Three decades of precedent upended
Except this time, the alleged scammer fought back in court — and won.
Brown’s attorney argued the FTC had no right to collect the $5.2 million on behalf of consumers because a 1973 law governing the agency never explicitly gave it that power.
The 7th Circuit U.S. Court of Appeals, based in Chicago, last summer agreed.
In her decision, Judge Diane Sykes, a George W. Bush appointee, didn’t dispute that Brown had misled consumers. But she said the FTC can’t use a court injunction to recover money, even for victims. Instead, the agency should’ve first gotten a cease-and-desist order — and then if the business violated it, it could be sued.
The ruling went against three decades of precedent and created headaches for one of the nation’s highest-profile consumer agencies. Because of it, the FTC hasn’t filed any new fraud cases in Illinois, Wisconsin or Indiana.
Though it can still file Chicago-related cases in other jurisdictions — if there’s a victim or defendant there — the agency is now asking the U.S. Supreme Court to weigh in, hoping to get the ruling overturned.
Illinois Attorney General Kwame Raoul submitted a friend-of-the-court brief in January signed by 23 other attorneys general, arguing that states benefit when the FTC collects restitution for wronged consumers.

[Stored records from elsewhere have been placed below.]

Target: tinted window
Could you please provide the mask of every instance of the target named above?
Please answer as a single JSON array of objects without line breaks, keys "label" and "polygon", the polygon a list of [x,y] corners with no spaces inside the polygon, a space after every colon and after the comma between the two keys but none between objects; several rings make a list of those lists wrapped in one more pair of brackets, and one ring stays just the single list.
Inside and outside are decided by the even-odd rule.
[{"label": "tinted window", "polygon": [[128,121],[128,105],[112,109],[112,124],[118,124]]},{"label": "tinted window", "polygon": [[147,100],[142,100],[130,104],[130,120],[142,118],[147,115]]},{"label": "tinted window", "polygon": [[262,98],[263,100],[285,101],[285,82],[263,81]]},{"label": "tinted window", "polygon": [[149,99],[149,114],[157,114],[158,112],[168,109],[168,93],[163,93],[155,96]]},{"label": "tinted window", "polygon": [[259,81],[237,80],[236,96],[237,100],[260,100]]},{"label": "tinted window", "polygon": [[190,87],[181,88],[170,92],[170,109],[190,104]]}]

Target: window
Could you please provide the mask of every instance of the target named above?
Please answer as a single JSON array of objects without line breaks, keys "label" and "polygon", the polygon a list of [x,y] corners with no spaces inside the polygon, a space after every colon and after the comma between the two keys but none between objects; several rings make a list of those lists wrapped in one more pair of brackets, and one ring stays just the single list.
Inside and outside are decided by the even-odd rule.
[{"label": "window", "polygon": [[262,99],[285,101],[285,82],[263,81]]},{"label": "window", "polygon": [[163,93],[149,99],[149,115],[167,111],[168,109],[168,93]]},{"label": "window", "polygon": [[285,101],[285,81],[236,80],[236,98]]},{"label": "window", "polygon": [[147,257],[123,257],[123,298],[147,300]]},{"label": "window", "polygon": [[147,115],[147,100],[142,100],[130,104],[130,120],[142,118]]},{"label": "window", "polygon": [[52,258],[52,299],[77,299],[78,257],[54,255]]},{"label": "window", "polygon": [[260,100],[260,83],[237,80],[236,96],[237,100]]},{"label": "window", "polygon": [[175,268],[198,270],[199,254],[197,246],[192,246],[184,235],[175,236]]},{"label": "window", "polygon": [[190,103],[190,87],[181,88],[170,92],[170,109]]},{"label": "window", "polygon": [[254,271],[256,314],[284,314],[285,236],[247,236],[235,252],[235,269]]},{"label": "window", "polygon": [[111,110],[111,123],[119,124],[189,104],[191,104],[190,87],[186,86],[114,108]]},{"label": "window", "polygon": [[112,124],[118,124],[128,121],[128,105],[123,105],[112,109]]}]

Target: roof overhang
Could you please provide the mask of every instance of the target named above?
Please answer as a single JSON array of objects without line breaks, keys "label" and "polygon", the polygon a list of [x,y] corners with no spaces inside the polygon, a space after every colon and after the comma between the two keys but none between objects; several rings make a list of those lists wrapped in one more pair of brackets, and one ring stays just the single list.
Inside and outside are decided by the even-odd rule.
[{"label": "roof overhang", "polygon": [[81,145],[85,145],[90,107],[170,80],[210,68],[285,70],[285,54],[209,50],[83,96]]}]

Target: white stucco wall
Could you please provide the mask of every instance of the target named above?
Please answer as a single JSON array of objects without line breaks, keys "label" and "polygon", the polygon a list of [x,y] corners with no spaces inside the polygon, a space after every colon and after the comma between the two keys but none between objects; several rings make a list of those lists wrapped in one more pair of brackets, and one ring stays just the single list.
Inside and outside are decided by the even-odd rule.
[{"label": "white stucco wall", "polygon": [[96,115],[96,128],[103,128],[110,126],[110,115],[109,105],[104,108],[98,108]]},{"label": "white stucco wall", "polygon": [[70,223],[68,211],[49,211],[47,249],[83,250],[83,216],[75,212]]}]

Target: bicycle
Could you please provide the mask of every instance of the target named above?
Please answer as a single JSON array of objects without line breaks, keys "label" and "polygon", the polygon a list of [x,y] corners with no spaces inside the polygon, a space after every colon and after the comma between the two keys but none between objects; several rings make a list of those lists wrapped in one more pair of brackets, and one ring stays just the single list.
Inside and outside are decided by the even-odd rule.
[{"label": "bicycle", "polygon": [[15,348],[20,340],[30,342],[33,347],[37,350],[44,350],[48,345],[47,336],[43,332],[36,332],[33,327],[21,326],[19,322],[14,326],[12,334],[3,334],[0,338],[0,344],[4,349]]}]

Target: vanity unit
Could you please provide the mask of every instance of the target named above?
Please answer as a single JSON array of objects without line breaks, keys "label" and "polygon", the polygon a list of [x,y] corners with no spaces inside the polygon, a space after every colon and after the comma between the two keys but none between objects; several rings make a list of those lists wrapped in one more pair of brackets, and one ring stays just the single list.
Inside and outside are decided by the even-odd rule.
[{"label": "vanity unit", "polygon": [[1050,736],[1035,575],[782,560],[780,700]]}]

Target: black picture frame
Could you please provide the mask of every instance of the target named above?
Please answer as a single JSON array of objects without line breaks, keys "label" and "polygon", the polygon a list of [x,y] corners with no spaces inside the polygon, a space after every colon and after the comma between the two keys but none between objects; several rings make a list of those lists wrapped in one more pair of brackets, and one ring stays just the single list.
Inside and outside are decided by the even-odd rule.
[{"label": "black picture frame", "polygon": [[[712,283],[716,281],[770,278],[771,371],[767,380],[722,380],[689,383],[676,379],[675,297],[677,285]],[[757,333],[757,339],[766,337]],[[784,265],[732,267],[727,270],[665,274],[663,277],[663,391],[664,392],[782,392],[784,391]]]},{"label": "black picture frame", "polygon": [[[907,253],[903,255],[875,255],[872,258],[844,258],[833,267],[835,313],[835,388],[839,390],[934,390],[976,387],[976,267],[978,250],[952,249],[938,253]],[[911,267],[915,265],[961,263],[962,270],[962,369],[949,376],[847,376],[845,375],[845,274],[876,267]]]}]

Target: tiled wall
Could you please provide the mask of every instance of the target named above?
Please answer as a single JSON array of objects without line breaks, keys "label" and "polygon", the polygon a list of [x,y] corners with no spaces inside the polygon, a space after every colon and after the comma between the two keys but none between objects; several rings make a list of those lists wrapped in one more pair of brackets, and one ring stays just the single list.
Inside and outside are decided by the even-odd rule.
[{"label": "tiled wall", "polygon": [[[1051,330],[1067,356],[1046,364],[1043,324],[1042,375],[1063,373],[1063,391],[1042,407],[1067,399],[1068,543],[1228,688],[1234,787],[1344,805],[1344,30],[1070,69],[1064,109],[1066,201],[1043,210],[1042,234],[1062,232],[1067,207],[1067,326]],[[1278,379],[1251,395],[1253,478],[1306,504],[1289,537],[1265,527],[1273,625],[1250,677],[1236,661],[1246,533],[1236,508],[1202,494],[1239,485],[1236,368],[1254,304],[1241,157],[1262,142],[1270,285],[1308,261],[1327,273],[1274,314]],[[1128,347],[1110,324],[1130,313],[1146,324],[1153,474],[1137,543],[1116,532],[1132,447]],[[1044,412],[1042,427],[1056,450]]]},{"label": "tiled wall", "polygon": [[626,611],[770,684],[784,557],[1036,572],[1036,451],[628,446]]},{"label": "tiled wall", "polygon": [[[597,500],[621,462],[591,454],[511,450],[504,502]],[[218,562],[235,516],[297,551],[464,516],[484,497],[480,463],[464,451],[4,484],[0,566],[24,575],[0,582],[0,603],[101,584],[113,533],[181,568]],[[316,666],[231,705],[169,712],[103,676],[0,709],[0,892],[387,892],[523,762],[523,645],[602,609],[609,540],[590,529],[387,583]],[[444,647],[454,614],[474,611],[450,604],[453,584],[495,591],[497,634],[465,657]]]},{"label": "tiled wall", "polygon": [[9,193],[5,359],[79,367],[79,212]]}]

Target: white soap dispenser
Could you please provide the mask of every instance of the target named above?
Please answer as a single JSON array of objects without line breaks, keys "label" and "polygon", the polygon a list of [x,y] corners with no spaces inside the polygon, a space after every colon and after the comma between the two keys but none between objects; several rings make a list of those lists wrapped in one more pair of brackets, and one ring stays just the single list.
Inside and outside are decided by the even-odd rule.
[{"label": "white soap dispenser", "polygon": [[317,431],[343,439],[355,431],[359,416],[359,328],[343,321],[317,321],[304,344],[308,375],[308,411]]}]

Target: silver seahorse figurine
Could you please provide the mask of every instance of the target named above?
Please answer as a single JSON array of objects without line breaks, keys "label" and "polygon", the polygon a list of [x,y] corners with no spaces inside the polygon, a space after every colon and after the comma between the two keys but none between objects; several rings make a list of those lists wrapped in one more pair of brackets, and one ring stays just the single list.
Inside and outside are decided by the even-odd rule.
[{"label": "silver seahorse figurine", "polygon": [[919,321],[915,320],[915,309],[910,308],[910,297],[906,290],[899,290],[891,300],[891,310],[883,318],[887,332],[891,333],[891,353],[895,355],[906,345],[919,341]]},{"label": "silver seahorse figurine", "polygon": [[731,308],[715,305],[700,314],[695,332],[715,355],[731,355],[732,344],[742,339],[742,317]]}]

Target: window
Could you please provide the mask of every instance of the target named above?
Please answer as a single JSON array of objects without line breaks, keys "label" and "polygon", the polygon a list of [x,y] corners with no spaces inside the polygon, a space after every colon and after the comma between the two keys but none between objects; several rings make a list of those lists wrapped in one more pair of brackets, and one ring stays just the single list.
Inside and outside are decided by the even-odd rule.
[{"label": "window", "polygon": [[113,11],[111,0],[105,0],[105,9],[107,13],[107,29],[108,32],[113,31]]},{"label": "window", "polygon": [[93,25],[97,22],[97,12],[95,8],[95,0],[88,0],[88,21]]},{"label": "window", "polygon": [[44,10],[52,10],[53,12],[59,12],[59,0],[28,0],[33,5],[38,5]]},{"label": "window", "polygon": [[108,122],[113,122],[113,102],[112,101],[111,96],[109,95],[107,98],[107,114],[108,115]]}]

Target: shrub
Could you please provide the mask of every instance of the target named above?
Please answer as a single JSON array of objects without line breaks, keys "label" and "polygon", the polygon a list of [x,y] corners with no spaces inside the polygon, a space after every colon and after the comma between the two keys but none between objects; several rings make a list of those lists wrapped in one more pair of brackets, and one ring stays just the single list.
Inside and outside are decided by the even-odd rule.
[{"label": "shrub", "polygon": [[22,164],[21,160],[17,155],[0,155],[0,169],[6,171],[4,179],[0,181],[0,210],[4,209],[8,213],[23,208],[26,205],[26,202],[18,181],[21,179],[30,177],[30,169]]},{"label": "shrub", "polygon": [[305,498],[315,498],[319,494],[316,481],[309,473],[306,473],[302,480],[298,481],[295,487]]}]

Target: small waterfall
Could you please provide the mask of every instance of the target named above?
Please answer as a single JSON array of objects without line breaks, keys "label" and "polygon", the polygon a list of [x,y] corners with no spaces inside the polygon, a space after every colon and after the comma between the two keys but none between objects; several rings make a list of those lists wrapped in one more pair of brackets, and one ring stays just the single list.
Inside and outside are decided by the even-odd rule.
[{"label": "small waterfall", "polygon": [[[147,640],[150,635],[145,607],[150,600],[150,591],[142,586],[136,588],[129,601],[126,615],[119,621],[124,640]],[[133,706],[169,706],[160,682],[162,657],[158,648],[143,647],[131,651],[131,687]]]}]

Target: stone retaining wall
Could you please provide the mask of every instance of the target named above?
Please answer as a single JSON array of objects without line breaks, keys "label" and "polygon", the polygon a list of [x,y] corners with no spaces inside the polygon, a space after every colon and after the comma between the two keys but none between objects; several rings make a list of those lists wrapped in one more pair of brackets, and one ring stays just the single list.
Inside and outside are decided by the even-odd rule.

For years, as the FTC has pursued injunctions against scams plaguing consumers — like illegal robocallers, phony tech support and fake debt collectors — it has typically sought to return ill-gotten money to victims.
The agency has returned about $1 billion in assets in recent years. In Illinois, the FTC has returned more than $45 million to about 231,000 consumers, the agency’s records show.
“The stakes for U.S. consumers are very large,” says Joel Marcus, FTC deputy general counsel, calling the 7th Circuit ruling “a direct threat to our mission, if it were to be adopted by other courts of appeals.”
He added: “What we are concerned about is the domino [effect].”
Victims sought North Side apartment
Vanessa Solorzano, 26, and her boyfriend fell victim to the scheme in 2016, after responding to a Craigslist ad for a North Side apartment.
They followed the instructions for the free credit score, providing a credit card for a $1 processing fee. Solorzano says she got suspicious when the apartment ad disappeared. Then the card was hit with the credit monitoring charge.
The couple quickly stopped the transaction and canceled the card, and Solorzano filed a complaint.
As for the lawsuit against the FTC, Solorzano, now engaged and living in Cicero, says it’s “crazy.”
“That money was never his, or theirs, to begin with,” she says. “You stole from people.”
FTC overreached, attorney says
But Texas attorney Stephen R. Cochell, a former assistant U.S. attorney who is representing Brown and Credit Bureau Center, says the FTC has been using a faulty legal basis.
“From the business perspective, there is a great deal of overreaching by the FTC,” he says.
Cochell says his client was misled by the other defendants, who never told him the rental ads were fake. Brown provided a helpful service, the attorney says.
He adds that businesses sued by the federal government are at a disadvantage because once their accounts are frozen, it’s hard to mount the best possible legal defense.
“That leaves the company in a really dire situation,” Cochell says.
Solorzano sees things differently: “When people are unaware that you’re taking their money, obviously unwillingly, it’s just not fair.”